EXCLUSIVE: Stanley Kubrick's exec producer reveals the director's filmmaking process
Jan Harlan began his 30-year working relationship with Stanley Kubrick as a researcher on the famously-cancelled project Napoleon, considered to be the greatest movie never made (although Jan hints that his epic could still see the light of day). Harlan went on to be an executive producer on Barry Lyndon (1975), The Shining (1980), Full Metal Jacket (1987), Eyes Wide Shut (1999) and was an assistant to the producer for A Clockwork Orange (1971) as well as directing a feature-length documentary about Kubrick – Stanley Kubrick: A Life in Pictures (2001).
Here Jan tells Mandy News about working with Stanley Kubrick and imparts priceless advice on how to succeed in the film industry.
Kubrick needed cavalry for his expansive three-hour biopic on Napoleon. By the late ‘60s, Western European armies had disbanded their cavalry, but that wasn't the case in Eastern Europe, so in 1968 Jan Harlan accompanied Kubrick to Romania to organise the army scenes for the film. Jan would go on to work with Stanley until the great director's death in 1999.

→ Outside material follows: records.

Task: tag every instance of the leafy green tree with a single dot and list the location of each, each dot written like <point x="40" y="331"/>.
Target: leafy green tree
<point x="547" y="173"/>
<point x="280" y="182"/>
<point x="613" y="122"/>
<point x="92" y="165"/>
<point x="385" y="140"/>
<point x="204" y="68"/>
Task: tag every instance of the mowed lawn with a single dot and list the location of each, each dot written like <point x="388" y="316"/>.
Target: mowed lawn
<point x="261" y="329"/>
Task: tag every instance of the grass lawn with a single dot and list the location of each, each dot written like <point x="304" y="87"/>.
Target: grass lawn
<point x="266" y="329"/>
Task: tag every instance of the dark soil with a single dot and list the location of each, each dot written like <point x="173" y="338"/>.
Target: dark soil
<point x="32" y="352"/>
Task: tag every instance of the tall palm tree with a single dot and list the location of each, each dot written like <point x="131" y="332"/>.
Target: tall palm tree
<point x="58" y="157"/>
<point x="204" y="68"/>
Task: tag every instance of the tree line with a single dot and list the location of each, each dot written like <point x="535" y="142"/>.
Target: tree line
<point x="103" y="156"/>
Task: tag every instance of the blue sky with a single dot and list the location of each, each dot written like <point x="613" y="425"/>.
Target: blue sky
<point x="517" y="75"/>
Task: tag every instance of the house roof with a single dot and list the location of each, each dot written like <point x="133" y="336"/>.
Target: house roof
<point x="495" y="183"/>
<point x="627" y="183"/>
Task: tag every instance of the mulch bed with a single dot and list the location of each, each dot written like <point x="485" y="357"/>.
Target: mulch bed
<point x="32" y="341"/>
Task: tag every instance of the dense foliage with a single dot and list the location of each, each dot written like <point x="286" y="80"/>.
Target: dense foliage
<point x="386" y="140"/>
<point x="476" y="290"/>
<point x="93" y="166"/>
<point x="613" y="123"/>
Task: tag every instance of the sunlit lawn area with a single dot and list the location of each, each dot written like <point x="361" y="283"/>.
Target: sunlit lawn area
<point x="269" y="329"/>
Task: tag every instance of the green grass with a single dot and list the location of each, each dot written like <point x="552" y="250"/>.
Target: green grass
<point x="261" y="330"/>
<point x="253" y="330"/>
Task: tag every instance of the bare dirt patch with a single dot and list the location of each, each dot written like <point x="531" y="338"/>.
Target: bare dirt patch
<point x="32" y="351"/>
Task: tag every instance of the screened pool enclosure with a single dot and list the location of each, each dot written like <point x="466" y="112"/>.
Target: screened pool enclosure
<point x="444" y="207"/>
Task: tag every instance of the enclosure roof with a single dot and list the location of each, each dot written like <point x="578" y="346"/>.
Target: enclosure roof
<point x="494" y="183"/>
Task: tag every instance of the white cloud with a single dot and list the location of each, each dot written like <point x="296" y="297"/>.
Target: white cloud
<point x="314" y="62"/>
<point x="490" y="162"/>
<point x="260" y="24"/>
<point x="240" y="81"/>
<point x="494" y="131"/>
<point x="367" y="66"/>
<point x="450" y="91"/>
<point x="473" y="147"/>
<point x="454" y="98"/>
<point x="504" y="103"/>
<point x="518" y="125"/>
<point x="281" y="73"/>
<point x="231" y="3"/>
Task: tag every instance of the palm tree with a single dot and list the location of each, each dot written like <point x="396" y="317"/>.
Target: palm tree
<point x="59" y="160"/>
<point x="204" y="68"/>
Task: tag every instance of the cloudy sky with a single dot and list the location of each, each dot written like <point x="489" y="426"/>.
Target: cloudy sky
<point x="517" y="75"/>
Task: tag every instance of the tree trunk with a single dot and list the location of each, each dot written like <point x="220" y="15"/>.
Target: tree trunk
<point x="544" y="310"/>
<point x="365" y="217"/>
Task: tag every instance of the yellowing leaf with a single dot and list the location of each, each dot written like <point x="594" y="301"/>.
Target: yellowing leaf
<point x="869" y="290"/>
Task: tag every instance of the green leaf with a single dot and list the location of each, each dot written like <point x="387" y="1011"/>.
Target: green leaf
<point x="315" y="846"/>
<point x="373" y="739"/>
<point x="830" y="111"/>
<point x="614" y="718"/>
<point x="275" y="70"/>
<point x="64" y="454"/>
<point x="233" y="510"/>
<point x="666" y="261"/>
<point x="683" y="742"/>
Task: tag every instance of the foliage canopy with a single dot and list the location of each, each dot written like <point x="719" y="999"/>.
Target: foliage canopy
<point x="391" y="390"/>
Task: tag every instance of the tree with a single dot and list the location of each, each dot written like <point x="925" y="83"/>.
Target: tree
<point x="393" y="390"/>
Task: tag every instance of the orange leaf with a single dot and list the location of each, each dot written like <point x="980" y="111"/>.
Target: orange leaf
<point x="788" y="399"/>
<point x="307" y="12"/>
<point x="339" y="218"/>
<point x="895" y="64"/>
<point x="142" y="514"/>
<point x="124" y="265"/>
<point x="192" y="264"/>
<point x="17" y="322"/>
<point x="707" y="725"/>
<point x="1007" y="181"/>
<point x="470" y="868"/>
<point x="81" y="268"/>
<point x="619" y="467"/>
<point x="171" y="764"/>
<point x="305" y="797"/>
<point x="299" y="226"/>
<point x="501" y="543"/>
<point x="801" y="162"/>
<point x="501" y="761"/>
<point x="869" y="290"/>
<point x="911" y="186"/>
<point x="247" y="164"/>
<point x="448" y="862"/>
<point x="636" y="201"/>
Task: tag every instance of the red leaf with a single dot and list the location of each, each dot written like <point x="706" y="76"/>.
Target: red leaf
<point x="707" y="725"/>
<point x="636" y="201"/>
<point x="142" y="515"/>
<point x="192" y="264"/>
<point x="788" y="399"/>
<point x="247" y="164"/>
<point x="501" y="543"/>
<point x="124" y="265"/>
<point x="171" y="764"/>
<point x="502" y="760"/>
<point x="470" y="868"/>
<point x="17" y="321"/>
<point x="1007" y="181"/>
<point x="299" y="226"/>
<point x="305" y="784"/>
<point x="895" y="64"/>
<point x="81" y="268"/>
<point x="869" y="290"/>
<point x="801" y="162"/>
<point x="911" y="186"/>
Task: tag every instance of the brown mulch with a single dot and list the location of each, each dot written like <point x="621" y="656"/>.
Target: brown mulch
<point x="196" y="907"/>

In speaking with Jan, it is evident that Kubrick was an artist who would not let his ego sabotage the world of the stories that he fell in love with. Kubrick was a self-aware filmmaker who knew his limitations. He never rated himself as a writer, but was fully aware of where his talents lay; in the manifesting of his cinematic vision. Jan describes a man that didn't take things too seriously; when it was observed that the extensive maze of corridors in The Shining would not realistically be contained within the wooden exterior of the Overlook Hotel, Kubrick smiled and said, “It is a ghost film, don't you know?” Something for the conspiracy theorists to chew on.
Jan also gives an impression of what Kubrick would be working on if he were here today. He suggests that Stanley would be making films about the present, possibly about the European Union, Putin, Trump, Brexit, because he "always lived in the present, he was always thinking about what was happening now." He also pays tribute to Kubrick's intellect, and his own modesty, adding "I wasn’t up to his speed or intellect. The only area where I could be on a level playing field with him was music and table tennis."
Jan, what kind of roadblocks does a young filmmaker face when starting out?
A short film can be most useful to prove talent but it needs to be really good. No money can be made with a short, but getting into a festival or winning a prize will help a great deal. I have examples of shorts which led to the financing of features and one can see why.
But one of the major roadblocks can be easy satisfaction, not being self-critical enough, assuming the talent is there. For a young film-maker who has a great property he or she is in love with, which is a pre-requisite, the problem is the agent.
Passion and conviction – getting up and doing it again. The price of art is to fall in love with it. As soon as you love a piece of art, you own it.
How did Stanley Kubrick pick himself up after failure?
He totally dismissed his first feature and simply made another one he liked. Some of his later films were not financially successful but this was less important to him than whether they passed his own severe test. But he was sad since he, as a good trustee, wanted the backers to get their money back. This is the problem all artists who are pushing the boundaries have.
For Stanley, he had to be in love with a story before choosing to adapt it into a film. Liking a story was not enough, there had to be a passion for it. Liking is objective, loving is subjective. That's how he would choose a project.
He was very interested in finding the invisible track within every story. Take that invisible track away and you have no screenplay. The invisible track could be the monolith in 2001 or the diamond in Titanic. This goes back to Greek drama, it's a track that the audience cannot explicitly see.
One film that Stanley took great pains to get right was Eyes Wide Shut, because he was dealing with the infinitely complex world of psychosexual dreams. There was no room for mistake. He believed that Eyes Wide Shut was his greatest contribution to film.
Can you tell us about the greatest moment in your film career?
I have no film career. I am not a filmmaker. I made some documentaries and films with students. That was easy and great fun, but I am not an artist. What was great was to serve a great artist and sometimes succeed in making a difference.
Do you think it is essential to go to a film school/ institute in order to become a successful filmmaker?
No. It may be essential for technicians since camera and sound techniques have changed so drastically - but for a writer/director, it is not. It may help and give him a good time and ideas, but great talent can’t be learned, only furthered.
Learning counterpoint and harmony, reading and writing music etc maybe most important, but none of these things make a great composer. You know so well how easy it is to make a film. To make a good film is a different matter, and a good film that enough people want to see is rather difficult. A great film is almost a miracle.Which films have inspired you the most?
Les Enfants du Paradis, by Marcel Carné, when I was a teenager and Heimat by Edgar Reitz in 1984.
Which book would you love to see made into a film one day?
Eric Brighteyes by Sir Rider Haggard.